In deze zaak heeft de Rechtbank Gelderland op 25 maart 2022 uitspraak gedaan over de verlenging van de terbeschikkingstelling (TBS) van de betrokkene, die eerder was veroordeeld tot TBS met voorwaarden voor bedreiging met zware mishandeling. De rechtbank heeft vastgesteld dat de opname van de betrokkene in een Forensisch Psychiatrische Kliniek (FPC) vertraagd is door een tijdelijke opnamestop die door de vorige minister was afgekondigd. Ondanks deze vertraging lijkt er nu weer vooruitgang te zijn in de plaatsing van wachtende TBS-passanten.

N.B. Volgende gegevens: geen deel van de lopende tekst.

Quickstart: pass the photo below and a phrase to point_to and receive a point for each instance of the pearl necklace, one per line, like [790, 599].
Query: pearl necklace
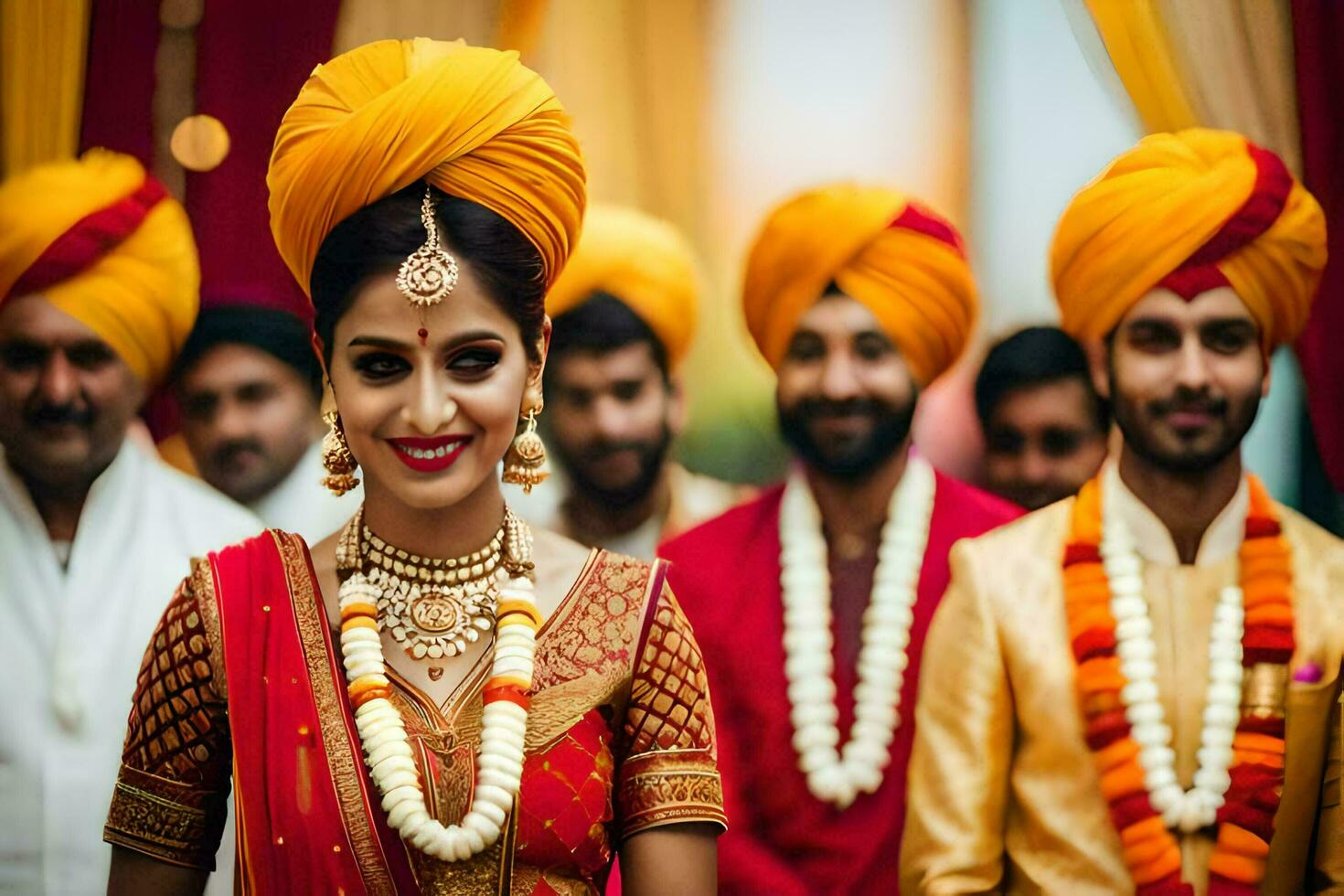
[840, 775]
[1194, 809]
[503, 724]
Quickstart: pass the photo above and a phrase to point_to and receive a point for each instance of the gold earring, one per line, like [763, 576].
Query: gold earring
[337, 460]
[525, 463]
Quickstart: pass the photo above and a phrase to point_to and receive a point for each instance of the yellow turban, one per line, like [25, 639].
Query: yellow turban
[1189, 211]
[102, 240]
[641, 261]
[880, 248]
[472, 121]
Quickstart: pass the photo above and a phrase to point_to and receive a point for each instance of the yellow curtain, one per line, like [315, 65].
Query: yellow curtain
[43, 45]
[1138, 46]
[1221, 63]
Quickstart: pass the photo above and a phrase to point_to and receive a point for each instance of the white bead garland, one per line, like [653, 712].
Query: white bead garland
[840, 775]
[1194, 809]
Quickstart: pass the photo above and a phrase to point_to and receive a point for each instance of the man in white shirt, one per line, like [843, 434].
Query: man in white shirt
[99, 286]
[251, 389]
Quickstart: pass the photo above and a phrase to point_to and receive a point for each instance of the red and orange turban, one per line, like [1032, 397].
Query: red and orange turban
[880, 248]
[1189, 211]
[641, 261]
[103, 242]
[472, 121]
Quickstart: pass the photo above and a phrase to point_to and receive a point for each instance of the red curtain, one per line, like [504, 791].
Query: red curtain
[251, 58]
[120, 78]
[1318, 35]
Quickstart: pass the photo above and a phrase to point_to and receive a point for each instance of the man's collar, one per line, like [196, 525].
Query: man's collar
[1153, 541]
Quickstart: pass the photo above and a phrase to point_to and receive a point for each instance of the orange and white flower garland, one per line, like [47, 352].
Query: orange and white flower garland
[1241, 756]
[1197, 807]
[504, 718]
[834, 774]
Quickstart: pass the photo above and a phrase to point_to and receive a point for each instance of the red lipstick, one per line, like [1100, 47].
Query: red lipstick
[429, 455]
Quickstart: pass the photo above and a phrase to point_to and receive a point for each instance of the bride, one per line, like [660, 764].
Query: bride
[437, 699]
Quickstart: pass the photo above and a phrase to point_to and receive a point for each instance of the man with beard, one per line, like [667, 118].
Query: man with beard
[1137, 688]
[624, 316]
[1044, 425]
[99, 288]
[251, 387]
[812, 602]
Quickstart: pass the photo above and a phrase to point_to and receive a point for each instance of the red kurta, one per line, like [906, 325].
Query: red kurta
[783, 840]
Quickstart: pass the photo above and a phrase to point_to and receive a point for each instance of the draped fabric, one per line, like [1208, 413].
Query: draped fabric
[246, 77]
[40, 80]
[472, 121]
[1218, 63]
[243, 678]
[1240, 65]
[641, 261]
[101, 240]
[1318, 30]
[1189, 211]
[898, 258]
[1011, 798]
[783, 840]
[120, 82]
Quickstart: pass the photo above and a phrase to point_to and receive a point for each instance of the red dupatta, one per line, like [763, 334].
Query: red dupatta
[306, 817]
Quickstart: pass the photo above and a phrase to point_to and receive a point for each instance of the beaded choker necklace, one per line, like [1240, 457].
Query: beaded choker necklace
[433, 607]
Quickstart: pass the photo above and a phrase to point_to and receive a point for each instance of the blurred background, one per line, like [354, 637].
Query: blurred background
[707, 112]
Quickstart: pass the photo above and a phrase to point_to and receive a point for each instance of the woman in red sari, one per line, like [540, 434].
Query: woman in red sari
[434, 700]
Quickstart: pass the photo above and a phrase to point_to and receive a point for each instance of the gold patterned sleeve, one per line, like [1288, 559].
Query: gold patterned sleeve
[169, 801]
[669, 770]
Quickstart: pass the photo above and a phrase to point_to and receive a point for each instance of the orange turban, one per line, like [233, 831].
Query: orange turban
[1189, 211]
[472, 121]
[103, 242]
[880, 248]
[638, 260]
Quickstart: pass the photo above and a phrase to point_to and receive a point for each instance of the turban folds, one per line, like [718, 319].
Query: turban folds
[472, 121]
[638, 260]
[900, 260]
[1189, 211]
[103, 242]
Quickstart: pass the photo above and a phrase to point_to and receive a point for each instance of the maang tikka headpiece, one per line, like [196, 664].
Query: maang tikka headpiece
[428, 274]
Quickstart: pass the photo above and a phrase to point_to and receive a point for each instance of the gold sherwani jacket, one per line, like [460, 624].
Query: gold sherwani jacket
[1003, 795]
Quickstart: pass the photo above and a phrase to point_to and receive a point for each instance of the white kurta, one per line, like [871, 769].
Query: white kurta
[303, 506]
[73, 640]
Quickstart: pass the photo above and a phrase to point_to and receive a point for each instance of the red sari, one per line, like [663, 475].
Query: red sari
[243, 675]
[784, 840]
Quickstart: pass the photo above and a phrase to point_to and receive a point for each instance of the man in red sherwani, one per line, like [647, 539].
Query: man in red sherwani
[811, 603]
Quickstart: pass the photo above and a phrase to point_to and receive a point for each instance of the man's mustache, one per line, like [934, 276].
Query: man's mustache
[48, 414]
[598, 452]
[233, 449]
[1187, 402]
[812, 409]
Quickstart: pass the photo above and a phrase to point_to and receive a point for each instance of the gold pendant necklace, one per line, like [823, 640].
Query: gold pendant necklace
[433, 607]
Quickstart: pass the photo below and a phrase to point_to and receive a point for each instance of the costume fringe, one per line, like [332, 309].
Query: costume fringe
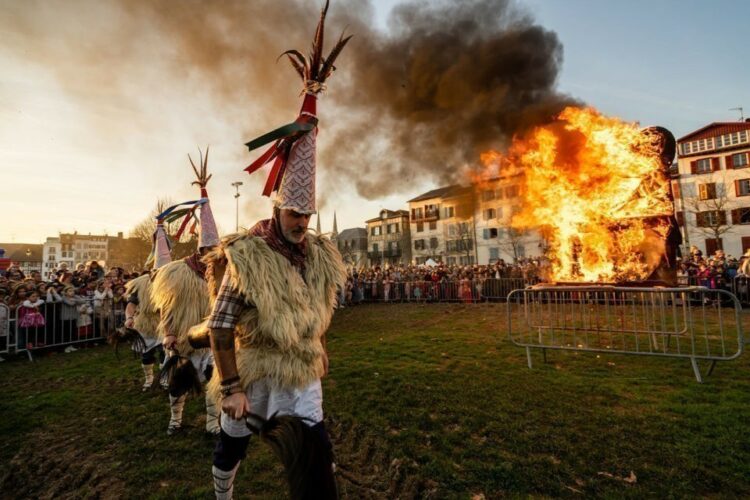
[280, 336]
[147, 319]
[182, 297]
[181, 376]
[307, 460]
[127, 336]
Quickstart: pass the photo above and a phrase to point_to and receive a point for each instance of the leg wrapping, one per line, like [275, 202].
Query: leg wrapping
[224, 482]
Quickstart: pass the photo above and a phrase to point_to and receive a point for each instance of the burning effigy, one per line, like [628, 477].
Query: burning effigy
[597, 191]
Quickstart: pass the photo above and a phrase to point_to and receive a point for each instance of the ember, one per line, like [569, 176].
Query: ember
[596, 190]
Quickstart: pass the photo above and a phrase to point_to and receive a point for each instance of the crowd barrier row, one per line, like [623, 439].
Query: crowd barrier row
[694, 323]
[55, 329]
[468, 291]
[105, 318]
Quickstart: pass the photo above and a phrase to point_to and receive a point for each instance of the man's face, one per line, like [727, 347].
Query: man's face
[293, 225]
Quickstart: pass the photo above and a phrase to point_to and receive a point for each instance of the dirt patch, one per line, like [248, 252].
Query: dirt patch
[364, 469]
[55, 466]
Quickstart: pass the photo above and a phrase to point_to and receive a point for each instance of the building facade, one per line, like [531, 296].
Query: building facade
[352, 245]
[27, 256]
[52, 257]
[81, 248]
[389, 238]
[497, 200]
[712, 188]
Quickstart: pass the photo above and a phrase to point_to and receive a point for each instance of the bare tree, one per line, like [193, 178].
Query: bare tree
[144, 231]
[709, 202]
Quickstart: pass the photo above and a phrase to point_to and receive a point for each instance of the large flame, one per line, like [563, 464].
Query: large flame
[596, 190]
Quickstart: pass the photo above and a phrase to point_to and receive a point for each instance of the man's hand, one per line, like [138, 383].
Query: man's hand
[169, 341]
[235, 405]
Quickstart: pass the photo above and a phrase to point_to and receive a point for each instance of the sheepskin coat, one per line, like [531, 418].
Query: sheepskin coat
[181, 296]
[279, 333]
[147, 316]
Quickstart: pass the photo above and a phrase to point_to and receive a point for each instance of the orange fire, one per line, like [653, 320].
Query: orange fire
[594, 188]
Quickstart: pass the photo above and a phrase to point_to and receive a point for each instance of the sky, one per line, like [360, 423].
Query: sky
[96, 157]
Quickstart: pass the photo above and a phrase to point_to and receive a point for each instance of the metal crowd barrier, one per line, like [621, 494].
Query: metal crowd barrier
[741, 288]
[56, 332]
[467, 291]
[5, 339]
[693, 323]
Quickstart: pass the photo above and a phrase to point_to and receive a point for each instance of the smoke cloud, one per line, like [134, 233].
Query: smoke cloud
[448, 80]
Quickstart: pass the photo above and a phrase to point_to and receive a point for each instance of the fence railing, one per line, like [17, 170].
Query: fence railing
[467, 291]
[53, 326]
[741, 288]
[4, 329]
[694, 323]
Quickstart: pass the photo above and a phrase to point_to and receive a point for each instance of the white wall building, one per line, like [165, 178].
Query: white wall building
[712, 189]
[497, 201]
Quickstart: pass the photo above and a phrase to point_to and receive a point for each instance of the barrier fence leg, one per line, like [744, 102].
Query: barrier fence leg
[528, 357]
[697, 370]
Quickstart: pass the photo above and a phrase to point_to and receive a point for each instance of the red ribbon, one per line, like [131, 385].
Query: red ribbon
[280, 149]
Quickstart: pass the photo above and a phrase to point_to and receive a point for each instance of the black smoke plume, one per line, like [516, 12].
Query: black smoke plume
[419, 102]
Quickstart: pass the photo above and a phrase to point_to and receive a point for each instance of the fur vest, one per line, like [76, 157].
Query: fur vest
[181, 296]
[279, 334]
[146, 319]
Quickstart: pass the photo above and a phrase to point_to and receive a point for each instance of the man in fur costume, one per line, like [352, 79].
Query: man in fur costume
[180, 294]
[140, 313]
[278, 292]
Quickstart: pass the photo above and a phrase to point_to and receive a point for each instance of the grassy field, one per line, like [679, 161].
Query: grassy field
[423, 401]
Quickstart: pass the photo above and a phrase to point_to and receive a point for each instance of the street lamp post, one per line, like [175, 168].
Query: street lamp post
[237, 185]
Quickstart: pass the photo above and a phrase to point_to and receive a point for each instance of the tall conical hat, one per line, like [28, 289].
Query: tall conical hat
[162, 247]
[209, 235]
[293, 150]
[160, 253]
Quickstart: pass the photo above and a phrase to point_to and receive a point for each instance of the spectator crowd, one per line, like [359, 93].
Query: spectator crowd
[70, 307]
[717, 271]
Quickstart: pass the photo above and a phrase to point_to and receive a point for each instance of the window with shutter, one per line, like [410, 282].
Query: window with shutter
[739, 160]
[742, 187]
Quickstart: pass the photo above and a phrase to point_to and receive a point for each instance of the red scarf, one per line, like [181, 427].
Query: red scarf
[195, 263]
[270, 231]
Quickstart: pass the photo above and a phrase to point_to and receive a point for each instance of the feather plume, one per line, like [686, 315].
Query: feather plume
[315, 68]
[317, 48]
[306, 457]
[181, 376]
[201, 174]
[328, 66]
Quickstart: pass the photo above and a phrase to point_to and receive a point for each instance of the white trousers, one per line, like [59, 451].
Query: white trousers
[265, 400]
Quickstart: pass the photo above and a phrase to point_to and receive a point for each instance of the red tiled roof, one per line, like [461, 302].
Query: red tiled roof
[714, 129]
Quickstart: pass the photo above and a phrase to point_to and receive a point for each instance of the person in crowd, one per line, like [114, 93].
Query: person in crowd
[31, 322]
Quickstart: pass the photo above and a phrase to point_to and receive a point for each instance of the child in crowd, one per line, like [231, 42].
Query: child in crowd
[30, 322]
[69, 317]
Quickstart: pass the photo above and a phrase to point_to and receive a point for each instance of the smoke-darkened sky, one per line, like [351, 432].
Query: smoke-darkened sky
[101, 101]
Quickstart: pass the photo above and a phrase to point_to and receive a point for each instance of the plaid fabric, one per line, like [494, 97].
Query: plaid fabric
[228, 306]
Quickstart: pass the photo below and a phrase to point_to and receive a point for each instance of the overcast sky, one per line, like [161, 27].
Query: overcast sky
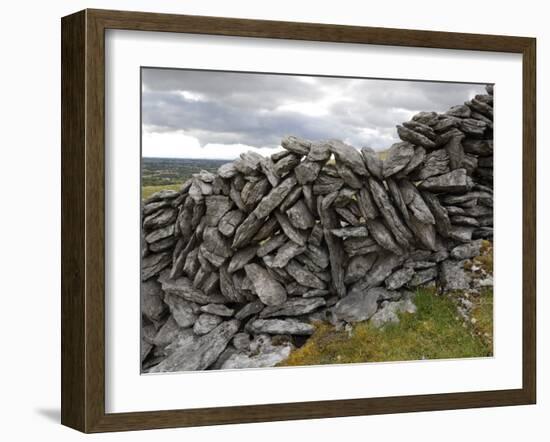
[203, 114]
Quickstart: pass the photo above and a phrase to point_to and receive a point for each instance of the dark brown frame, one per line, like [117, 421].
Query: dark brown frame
[83, 215]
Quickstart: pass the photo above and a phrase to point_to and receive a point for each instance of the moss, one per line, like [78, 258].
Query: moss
[434, 332]
[482, 316]
[147, 191]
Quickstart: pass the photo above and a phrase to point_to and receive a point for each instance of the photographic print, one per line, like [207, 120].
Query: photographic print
[294, 220]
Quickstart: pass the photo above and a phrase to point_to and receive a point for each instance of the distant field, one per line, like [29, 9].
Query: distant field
[170, 173]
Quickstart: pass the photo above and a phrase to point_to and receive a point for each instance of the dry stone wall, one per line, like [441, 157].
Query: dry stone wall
[237, 265]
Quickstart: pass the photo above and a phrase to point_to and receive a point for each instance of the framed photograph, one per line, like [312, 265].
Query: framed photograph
[266, 221]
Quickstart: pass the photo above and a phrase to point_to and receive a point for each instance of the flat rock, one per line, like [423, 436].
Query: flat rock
[436, 163]
[399, 278]
[217, 309]
[274, 198]
[270, 291]
[153, 264]
[296, 145]
[270, 358]
[456, 181]
[349, 156]
[453, 276]
[250, 309]
[242, 257]
[398, 156]
[184, 312]
[373, 162]
[294, 307]
[296, 235]
[351, 232]
[319, 151]
[286, 252]
[415, 138]
[300, 216]
[423, 276]
[358, 267]
[382, 268]
[356, 306]
[246, 230]
[151, 303]
[307, 171]
[389, 314]
[198, 353]
[280, 327]
[304, 276]
[466, 251]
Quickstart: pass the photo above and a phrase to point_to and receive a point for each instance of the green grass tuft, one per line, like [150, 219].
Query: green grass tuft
[435, 332]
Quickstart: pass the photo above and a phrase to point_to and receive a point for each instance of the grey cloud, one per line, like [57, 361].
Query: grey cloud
[246, 108]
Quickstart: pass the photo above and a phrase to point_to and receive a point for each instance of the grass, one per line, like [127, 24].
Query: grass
[147, 191]
[435, 332]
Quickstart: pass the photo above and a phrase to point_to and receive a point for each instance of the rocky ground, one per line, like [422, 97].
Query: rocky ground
[239, 266]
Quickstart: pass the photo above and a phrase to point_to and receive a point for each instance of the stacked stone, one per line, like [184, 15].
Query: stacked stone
[237, 265]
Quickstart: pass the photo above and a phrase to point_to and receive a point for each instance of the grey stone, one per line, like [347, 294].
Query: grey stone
[300, 216]
[160, 219]
[246, 230]
[217, 309]
[357, 306]
[414, 137]
[307, 171]
[349, 156]
[422, 277]
[398, 156]
[436, 163]
[383, 236]
[205, 323]
[304, 276]
[274, 198]
[275, 355]
[183, 287]
[242, 257]
[283, 166]
[266, 287]
[456, 181]
[216, 243]
[399, 278]
[296, 235]
[158, 234]
[227, 170]
[389, 314]
[296, 145]
[151, 303]
[401, 233]
[280, 327]
[373, 162]
[453, 276]
[466, 251]
[351, 232]
[184, 312]
[198, 353]
[241, 341]
[294, 307]
[319, 151]
[153, 264]
[358, 267]
[250, 309]
[286, 252]
[455, 151]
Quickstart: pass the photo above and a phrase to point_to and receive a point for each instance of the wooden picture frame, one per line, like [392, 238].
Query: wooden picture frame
[83, 220]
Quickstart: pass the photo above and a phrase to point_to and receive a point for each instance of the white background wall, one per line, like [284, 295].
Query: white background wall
[30, 217]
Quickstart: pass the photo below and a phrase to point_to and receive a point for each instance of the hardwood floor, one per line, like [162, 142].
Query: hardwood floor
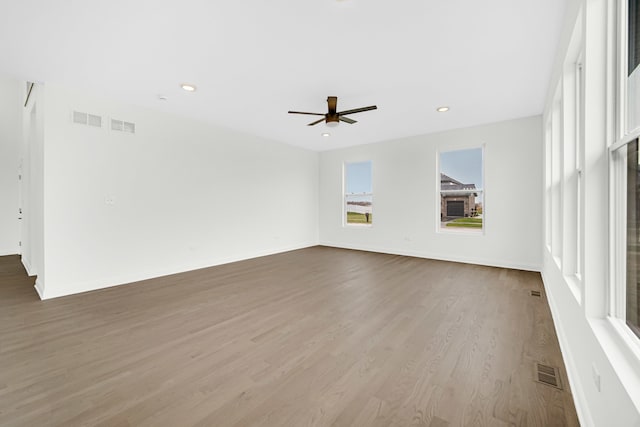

De rechtbank heeft de TBS verlengd met twee jaar, omdat er duidelijke contra-indicaties zijn voor de gevraagde verlenging van één jaar. De rechtbank heeft in haar overwegingen de veiligheid van anderen en de algemene veiligheid van personen en goederen als redenen voor de verlenging genoemd.
De procedure begon met een vordering van de officier van justitie op 18 oktober 2021 om de maatregel te verlengen. De rechtbank heeft eerder, op 31 december 2021, het onderzoek heropend en de officier van justitie opdracht gegeven om nadere informatie in te winnen over de opnamestop. Tijdens de zitting op 11 maart 2022 zijn zowel de betrokkene als zijn raadsman en de officier van justitie gehoord. De officier van justitie heeft de vordering gewijzigd en verzocht om een verlenging van één jaar, terwijl de raadsman van de betrokkene zich niet verzette tegen deze verlenging.
De rechtbank heeft echter geconcludeerd dat een verlenging van één jaar niet zinvol is, gezien het tijdsverloop en de noodzaak om de behandeling in de kliniek te starten. De rechtbank heeft de beslissing genomen om de TBS met twee jaar te verlengen, ondanks dat dit teleurstellend kan zijn voor de betrokkene. De rechtbank heeft daarbij verwezen naar eerdere beslissingen en rapportages die de noodzaak van een klinische behandeling onderbouwen.